Here is an example: as we can see, v(z) is analytic in a disk of radius r where r is dictated by the function a.



In [2]:

r = 0.9  # radius we are solving in, can be up to but not including 1
S = Taylor(Circle(r))
α = 0.3
a = z -> α/z + 1/(1-z)
ã = Fun( z -> a(z) - α/z, S)
za = Fun( z -> z*a(z), S)
z = Fun(S)
D = Derivative() : S → S
L = z*D + (α+1-za)
v = L \ ã

# v is analytic in disk of radius r
phaseplot(v, (-1,1), (-1,1))




Out[2]:

-1.0

-0.5

0.0

0.5

1.0

-1.0

-0.5

0.0

0.5

1.0



Here is a plot of u, which shows that it has a branch cut:



In [3]:

# u has a branch
u = z -> z^α + z^(α+1)*v(z)
phaseplot(u, (-1,1), (-1,1))




Out[3]:

-1.0

-0.5

0.0

0.5

1.0

-1.0

-0.5

0.0

0.5

1.0



We can confirm it solves the ODE:



In [4]:

up = dualpart(u(dual(0.1,1.0))) # uses DualNumbers.jl to calculate derivative

up - a(0.1)u(0.1)




Out[4]:

4.884981308350689e-15 - 7.521914234669674e-17im



Definition (first order regular singular point) $z_0$ is a regular singular point of the first order ODE if $(z-z_0)a(z)$ is analytic at $z_0$.

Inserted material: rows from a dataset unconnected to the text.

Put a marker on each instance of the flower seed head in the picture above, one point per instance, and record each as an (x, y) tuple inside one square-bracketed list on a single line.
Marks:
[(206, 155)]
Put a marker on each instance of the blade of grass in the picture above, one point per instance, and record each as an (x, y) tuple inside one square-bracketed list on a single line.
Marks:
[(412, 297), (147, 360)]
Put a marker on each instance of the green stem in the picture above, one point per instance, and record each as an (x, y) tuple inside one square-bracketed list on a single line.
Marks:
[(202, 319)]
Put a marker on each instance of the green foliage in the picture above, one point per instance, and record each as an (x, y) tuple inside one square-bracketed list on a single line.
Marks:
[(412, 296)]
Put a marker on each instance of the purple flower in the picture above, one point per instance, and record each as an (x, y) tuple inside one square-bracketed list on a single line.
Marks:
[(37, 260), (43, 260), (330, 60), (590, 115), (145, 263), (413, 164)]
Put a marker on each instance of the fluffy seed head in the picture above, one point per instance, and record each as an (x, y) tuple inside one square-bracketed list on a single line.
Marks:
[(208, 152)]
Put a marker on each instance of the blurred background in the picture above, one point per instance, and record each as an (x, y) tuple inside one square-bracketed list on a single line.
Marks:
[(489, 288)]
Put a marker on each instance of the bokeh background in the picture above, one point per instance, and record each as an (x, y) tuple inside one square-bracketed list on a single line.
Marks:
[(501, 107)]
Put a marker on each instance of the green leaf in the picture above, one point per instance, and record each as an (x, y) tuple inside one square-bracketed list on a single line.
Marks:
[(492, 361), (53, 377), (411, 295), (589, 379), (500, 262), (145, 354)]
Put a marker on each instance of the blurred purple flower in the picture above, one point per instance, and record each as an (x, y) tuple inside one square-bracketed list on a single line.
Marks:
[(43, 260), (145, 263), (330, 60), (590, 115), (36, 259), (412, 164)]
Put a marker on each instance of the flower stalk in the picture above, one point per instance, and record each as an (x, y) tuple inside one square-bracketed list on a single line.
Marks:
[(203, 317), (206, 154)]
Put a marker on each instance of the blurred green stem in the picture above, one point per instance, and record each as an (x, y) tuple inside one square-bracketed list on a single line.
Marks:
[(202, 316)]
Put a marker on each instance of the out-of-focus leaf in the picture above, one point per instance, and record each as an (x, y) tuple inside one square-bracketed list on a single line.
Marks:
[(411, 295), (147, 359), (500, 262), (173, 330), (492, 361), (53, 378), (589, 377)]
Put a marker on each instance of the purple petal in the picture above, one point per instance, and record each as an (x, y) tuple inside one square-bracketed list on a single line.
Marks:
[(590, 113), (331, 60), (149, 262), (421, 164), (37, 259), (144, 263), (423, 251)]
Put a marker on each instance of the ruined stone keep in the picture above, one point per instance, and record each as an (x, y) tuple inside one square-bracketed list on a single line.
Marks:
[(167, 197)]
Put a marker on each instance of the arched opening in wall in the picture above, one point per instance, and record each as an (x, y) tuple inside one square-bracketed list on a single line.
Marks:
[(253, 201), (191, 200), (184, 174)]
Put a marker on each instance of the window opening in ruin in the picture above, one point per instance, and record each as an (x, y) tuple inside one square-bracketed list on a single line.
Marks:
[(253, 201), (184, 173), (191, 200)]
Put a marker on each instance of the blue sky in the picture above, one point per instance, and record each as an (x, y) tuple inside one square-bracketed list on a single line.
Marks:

For second order equations, we will arrive at the following analogue:

Definition (second order regular singular point) $z_0$ is a regular singular point of the second order ODE if $(z-z_0) a(z)$ and $(z-z_0)^2b(z)$ are analytic at $z_0$.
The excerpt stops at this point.